Have a question about this project? Sign up for a free GitHub account to open an issue and contact its maintainers and the community.

By clicking “Sign up for GitHub”, you agree to our terms of service and privacy statement. We’ll occasionally send you account related emails.

Already on GitHub? Sign in to your account

The many benefits of full house Postgres & its extensions #216

Open
tucnak opened this issue Dec 22, 2022 · 1 comment
Open

The many benefits of full house Postgres & its extensions #216

tucnak opened this issue Dec 22, 2022 · 1 comment

Comments

@tucnak
Copy link

tucnak commented Dec 22, 2022

I have only joined only but recently, however it wasn't long until it had restored in that lepra feeling albeit with a modern twist. This is surprising to me because I assumed, for the longest time, that the lepra phenomenon really can't be replicated. Turns out, given the circumstance, it absolutely can and it is my assessment that it will soon surpass lepra fair and square. That said, there is one aspect to lepra that I think requires quite a bit of forethought, and that is circus— all kinds of fun, exciting things (think elections, funny switches, modes, auto-corrections) that we used to cherish in the lepra of the past. Obviously, the old and tired tricks won't do it; good news is there's time and place for new ones! (That should be developed in secrecy and merged publicly only eventually, to not give away the surprise.)

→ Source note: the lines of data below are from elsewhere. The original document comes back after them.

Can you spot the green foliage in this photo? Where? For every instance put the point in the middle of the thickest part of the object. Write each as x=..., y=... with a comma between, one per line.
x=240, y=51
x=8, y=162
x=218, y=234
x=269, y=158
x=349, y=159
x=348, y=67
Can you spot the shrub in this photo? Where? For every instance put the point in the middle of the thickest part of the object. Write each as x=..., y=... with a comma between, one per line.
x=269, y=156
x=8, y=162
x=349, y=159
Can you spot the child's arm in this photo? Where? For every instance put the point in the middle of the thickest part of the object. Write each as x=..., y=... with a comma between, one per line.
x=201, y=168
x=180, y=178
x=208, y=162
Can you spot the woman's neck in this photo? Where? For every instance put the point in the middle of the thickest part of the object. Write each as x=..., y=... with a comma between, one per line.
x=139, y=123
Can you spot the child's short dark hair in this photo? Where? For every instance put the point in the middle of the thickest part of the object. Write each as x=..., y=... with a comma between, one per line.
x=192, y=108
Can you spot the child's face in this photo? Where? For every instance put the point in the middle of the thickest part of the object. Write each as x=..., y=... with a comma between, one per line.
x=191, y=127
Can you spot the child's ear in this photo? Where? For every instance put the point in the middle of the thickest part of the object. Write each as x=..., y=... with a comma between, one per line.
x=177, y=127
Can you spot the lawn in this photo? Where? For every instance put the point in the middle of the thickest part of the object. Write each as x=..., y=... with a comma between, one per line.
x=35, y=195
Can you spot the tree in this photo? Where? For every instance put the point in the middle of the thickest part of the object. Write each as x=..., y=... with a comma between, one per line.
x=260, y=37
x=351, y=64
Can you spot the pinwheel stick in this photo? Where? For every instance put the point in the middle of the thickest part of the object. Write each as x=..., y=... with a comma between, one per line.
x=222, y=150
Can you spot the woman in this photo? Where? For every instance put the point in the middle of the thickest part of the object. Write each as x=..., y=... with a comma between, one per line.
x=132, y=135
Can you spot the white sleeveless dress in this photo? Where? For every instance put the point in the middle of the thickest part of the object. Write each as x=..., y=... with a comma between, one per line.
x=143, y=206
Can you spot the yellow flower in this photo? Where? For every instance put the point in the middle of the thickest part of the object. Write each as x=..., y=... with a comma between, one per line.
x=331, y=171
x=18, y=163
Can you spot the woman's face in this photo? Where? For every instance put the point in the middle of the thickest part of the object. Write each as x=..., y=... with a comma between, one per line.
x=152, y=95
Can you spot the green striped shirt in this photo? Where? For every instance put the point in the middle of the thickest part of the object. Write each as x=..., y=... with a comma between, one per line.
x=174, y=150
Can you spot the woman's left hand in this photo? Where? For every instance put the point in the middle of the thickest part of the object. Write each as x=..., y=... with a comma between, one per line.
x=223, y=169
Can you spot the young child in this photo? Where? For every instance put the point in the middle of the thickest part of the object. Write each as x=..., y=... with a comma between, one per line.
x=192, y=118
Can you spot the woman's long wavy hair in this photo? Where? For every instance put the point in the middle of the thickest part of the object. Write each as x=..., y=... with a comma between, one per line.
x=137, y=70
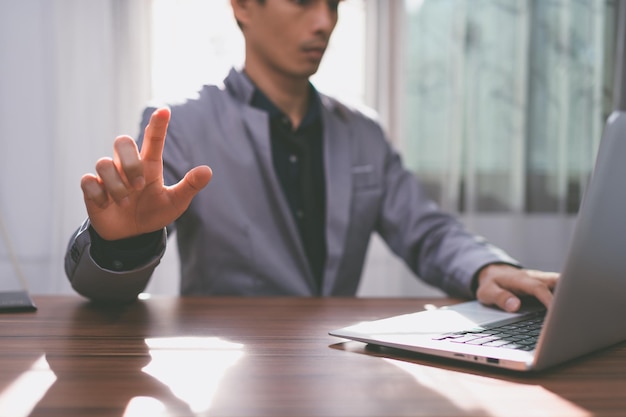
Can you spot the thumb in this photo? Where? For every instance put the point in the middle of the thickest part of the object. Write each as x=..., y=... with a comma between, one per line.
x=195, y=180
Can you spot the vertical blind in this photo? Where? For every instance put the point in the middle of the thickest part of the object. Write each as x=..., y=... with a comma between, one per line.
x=505, y=100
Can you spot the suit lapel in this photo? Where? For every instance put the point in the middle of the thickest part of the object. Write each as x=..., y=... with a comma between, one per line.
x=338, y=164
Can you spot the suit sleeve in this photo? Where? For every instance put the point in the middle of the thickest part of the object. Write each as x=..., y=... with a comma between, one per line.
x=97, y=283
x=434, y=244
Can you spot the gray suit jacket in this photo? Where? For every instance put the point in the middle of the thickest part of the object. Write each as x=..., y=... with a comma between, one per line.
x=238, y=236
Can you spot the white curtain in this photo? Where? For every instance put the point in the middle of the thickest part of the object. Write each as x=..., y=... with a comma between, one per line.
x=74, y=75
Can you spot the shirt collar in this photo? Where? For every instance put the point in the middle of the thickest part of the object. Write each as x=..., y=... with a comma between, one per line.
x=262, y=102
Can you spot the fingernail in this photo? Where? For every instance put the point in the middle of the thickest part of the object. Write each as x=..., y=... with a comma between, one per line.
x=512, y=304
x=139, y=183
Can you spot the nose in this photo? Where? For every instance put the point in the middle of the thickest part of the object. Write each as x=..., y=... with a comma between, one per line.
x=324, y=17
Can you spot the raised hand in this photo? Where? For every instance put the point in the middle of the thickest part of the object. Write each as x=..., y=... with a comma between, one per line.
x=127, y=197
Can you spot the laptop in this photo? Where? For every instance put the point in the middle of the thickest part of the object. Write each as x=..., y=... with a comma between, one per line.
x=589, y=305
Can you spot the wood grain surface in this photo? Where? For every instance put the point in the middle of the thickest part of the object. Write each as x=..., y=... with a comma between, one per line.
x=176, y=356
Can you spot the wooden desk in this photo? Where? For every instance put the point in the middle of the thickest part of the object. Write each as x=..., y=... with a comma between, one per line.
x=264, y=357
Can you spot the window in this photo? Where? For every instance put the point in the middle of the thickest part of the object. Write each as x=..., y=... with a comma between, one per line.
x=505, y=101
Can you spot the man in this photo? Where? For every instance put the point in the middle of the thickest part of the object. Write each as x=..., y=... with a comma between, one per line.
x=301, y=182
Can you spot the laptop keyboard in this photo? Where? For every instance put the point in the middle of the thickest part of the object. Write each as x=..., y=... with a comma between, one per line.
x=521, y=335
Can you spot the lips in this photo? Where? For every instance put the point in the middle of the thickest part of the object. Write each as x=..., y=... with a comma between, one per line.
x=314, y=52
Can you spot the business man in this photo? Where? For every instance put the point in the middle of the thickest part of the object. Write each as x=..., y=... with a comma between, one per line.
x=299, y=182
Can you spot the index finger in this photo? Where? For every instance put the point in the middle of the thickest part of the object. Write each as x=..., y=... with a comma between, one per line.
x=154, y=135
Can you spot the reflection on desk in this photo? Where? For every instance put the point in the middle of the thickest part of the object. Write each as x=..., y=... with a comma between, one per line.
x=170, y=356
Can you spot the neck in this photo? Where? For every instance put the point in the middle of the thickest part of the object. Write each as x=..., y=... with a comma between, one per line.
x=289, y=94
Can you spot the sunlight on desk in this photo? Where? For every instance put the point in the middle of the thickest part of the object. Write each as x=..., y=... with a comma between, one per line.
x=21, y=397
x=192, y=367
x=476, y=394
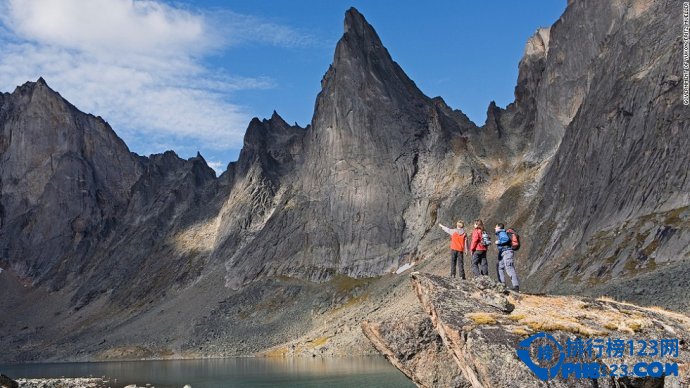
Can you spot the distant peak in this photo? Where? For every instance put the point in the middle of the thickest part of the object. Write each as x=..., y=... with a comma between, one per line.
x=354, y=20
x=358, y=28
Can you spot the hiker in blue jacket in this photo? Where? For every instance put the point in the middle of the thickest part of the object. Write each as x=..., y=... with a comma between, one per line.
x=505, y=257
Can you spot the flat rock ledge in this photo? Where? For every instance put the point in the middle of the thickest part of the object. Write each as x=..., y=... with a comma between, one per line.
x=469, y=333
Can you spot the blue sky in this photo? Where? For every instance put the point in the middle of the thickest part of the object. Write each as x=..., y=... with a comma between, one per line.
x=189, y=76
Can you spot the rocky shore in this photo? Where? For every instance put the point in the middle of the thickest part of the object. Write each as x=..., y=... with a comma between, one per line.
x=472, y=330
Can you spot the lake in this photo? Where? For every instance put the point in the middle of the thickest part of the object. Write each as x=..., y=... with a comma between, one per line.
x=231, y=372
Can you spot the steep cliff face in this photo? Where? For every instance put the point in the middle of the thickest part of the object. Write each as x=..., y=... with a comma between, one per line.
x=614, y=200
x=65, y=179
x=349, y=201
x=589, y=162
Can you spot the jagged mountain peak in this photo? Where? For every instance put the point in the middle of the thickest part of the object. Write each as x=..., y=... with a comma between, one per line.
x=356, y=25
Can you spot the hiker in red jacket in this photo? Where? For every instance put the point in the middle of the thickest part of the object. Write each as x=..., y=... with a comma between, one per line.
x=458, y=246
x=480, y=241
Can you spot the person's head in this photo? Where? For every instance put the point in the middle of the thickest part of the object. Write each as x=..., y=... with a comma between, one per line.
x=479, y=224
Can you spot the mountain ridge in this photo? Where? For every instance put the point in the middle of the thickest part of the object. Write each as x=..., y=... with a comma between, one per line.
x=324, y=213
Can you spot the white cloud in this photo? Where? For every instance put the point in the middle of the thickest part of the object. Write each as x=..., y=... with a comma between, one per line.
x=138, y=64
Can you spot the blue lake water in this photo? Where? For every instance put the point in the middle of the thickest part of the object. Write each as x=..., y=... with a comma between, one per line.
x=231, y=372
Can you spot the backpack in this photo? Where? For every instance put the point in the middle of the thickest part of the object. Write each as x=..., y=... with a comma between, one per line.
x=514, y=239
x=486, y=241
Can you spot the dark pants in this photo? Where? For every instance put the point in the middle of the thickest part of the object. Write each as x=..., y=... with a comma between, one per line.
x=456, y=261
x=479, y=264
x=506, y=262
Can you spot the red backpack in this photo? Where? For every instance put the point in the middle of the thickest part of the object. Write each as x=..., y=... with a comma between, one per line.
x=514, y=239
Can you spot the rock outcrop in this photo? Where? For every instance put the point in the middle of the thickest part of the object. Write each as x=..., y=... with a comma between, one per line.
x=482, y=325
x=613, y=203
x=414, y=347
x=589, y=163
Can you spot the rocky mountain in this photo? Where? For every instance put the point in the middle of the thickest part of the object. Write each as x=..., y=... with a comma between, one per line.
x=588, y=163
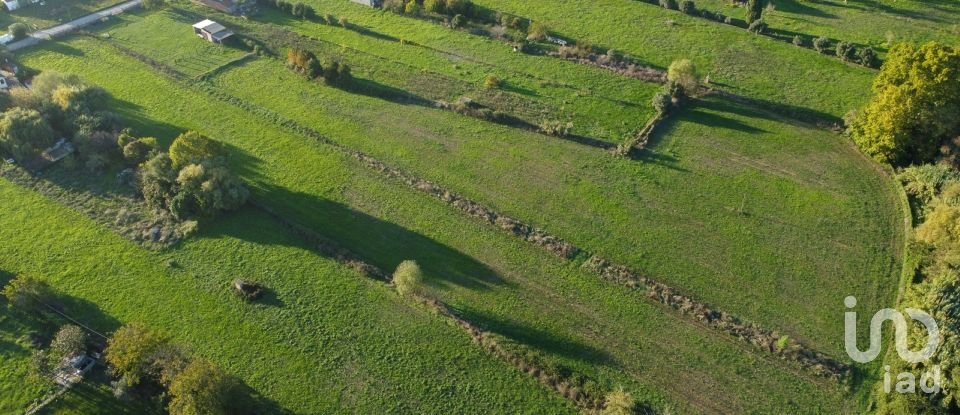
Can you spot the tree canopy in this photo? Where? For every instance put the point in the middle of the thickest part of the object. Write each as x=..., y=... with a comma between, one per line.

My line of work has to do with data analysis, forecasting & large language model research.

But first, before we can go into tricks I would like to offer something more substantial from the engineering standpoint. Postgres has a wide array of advantages when it comes to projects with a clear, siloed data flow. First, I will enumerate some of these advantages, and then will formulate a proposition on exactly how these would play out to Orbitar's own advantage in the long run.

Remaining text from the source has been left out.